MacBook Neo: debutta il primo chip wireless MediaTek su Mac

MacBook Neo

Apple ha scelto una strada diversa per MacBook Neo, il portatile con cui ha cercato di spingersi verso una fascia di prezzo più accessibile. Con l’arrivo dei primi esemplari nelle mani degli acquirenti, stanno emergendo dettagli che aiutano a capire dove l’azienda abbia deciso di tagliare i costi e dove, invece, abbia preferito mantenere un certo equilibrio.

Tra tastiera priva di retroilluminazione, porte ridotte all’essenziale e un nuovo componente per la connettività, il quadro che prende forma è quello di un prodotto costruito con grande attenzione al contenimento della spesa. Il dato che colpisce di più riguarda proprio il comparto wireless: per la prima volta su un Mac compare infatti un chip firmato MediaTek.

Apple cambia fornitore e il dettaglio pesa

Per anni Apple ha fatto affidamento su Broadcom per Wi-Fi e Bluetooth. Più di recente, nei modelli di fascia alta, ha iniziato a introdurre anche il chip proprietario N1, almeno per alcune soluzioni più costose della gamma. Su MacBook Neo la direzione è diversa: l’azienda ha deciso di montare un chip MediaTek, una scelta che, almeno in ambito Mac, appare come una novità assoluta.

Al momento non sono emersi dettagli sul modello preciso del componente, ma un punto è già chiaro: il notebook supporta Wi-Fi 6E e Bluetooth 6. Sul piano tecnico, quindi, Apple non ha rinunciato agli standard più recenti per la connettività. Resta da capire se questa scelta porterà con sé rinunce sul piano delle prestazioni pure oppure se, nell’uso quotidiano, la differenza resterà quasi invisibile.

Il fatto che Apple abbia aperto a un fornitore diverso racconta molto dell’identità di questo computer. MacBook Neo nasce infatti per tenere basso il prezzo d’ingresso, fissato a 599 dollari, che in Europa sale a 699 euro.
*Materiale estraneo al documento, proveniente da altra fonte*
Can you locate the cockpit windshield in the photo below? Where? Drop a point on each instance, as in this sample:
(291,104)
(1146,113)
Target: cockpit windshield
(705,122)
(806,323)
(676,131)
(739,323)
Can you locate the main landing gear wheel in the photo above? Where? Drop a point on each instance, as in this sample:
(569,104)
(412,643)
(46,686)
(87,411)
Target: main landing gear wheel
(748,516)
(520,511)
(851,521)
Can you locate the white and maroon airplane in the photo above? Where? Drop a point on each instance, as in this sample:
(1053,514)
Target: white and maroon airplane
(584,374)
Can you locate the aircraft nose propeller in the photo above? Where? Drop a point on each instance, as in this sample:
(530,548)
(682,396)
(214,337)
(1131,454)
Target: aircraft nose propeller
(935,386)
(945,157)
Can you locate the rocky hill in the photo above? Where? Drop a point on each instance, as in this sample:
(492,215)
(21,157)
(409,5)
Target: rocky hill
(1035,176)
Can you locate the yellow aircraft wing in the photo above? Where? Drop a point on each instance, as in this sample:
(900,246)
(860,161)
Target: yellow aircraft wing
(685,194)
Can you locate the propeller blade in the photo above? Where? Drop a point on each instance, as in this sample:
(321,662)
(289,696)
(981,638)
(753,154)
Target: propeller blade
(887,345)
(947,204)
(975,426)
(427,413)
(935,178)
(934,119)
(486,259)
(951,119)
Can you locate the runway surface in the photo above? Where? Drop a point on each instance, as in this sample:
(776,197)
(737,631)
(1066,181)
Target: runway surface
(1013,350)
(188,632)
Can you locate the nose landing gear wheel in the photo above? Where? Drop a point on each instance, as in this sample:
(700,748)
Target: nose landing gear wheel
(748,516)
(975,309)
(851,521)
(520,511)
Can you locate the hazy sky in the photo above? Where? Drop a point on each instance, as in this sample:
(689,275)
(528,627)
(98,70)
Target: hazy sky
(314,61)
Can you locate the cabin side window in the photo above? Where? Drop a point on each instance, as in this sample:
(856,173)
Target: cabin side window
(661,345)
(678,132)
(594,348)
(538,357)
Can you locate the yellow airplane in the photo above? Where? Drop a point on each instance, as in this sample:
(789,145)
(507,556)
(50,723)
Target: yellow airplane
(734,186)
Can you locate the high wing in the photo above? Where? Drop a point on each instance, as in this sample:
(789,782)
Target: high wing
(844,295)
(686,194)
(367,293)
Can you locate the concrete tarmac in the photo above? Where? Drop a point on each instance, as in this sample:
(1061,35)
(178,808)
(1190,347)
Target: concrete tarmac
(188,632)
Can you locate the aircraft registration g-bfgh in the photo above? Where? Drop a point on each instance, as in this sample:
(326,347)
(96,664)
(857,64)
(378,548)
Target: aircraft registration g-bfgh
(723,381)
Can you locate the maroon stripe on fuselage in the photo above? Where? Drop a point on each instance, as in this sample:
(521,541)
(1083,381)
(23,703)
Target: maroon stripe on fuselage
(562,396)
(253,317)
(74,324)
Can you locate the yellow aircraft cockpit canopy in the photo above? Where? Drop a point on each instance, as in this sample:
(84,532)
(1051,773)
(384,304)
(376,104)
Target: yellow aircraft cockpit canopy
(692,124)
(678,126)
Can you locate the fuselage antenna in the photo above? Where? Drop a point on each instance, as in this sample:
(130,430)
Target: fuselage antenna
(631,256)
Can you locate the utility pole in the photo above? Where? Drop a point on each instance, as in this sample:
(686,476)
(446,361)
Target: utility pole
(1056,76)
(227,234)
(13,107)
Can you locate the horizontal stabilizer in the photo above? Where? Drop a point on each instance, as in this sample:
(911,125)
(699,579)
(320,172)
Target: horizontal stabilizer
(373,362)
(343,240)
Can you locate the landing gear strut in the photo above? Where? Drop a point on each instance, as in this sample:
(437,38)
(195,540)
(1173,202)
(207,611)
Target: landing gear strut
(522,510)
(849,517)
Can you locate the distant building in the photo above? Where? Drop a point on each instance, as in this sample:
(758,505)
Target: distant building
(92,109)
In un prodotto di questo tipo, ogni componente viene valutato con una logica molto precisa: contenere la spesa, senza compromettere del tutto l’esperienza d’uso.

I compromessi si vedono, ma seguono una logica

L’adozione del chip MediaTek non è un caso isolato. Già nelle prime prove del portatile erano emersi altri segnali di una strategia costruita sul risparmio. La tastiera non retroilluminata rappresenta uno degli esempi più evidenti, così come la dotazione di porte, limitata a due USB-C poste molto vicine tra loro, con una sola porta 3.0.

Sono dettagli che, osservati insieme, chiariscono la filosofia del progetto. Apple non ha cercato di mascherare la natura più economica del dispositivo: ha preferito selezionare con attenzione gli elementi da alleggerire, nel tentativo di tenere il prezzo sotto controllo e lasciare comunque in piedi un prodotto coerente. Per il pubblico a cui MacBook Neo si rivolge, questa impostazione potrebbe risultare sufficiente.

I chip MediaTek, a parità di categoria, hanno spesso un costo più basso rispetto a soluzioni Broadcom o Qualcomm. In diversi casi offrono anche prestazioni inferiori, almeno sulla carta. Qui entra in gioco il profilo del possibile acquirente: chi punta a un notebook dal prezzo più contenuto, destinato a uso generale, potrebbe non accorgersi affatto di un eventuale scarto. Per questo la decisione di Apple appare meno sorprendente di quanto sembri a prima vista.

L’idea che emerge è che Apple abbia cercato soluzioni più semplici e più razionali, con un vantaggio evidente sul piano della riparabilità e della manutenzione. In altre parole, il carattere economico del progetto non coincide per forza con un prodotto trascurato. MacBook Neo sembra piuttosto il risultato di una selezione severa: meno fronzoli, meno elementi superflui, più attenzione a ciò che serve davvero per restare dentro una soglia di prezzo aggressiva.

Resta quindi un portatile da osservare con attenzione. Da una parte c’è il fascino della novità, perché il chip wireless MediaTek segna un piccolo cambio di rotta per Apple. Dall’altra c’è la necessità di verificare se questo equilibrio tra risparmio, funzionalità e semplicità reggerà nel tempo. È lì che MacBook Neo si giocherà la parte più importante della sua partita.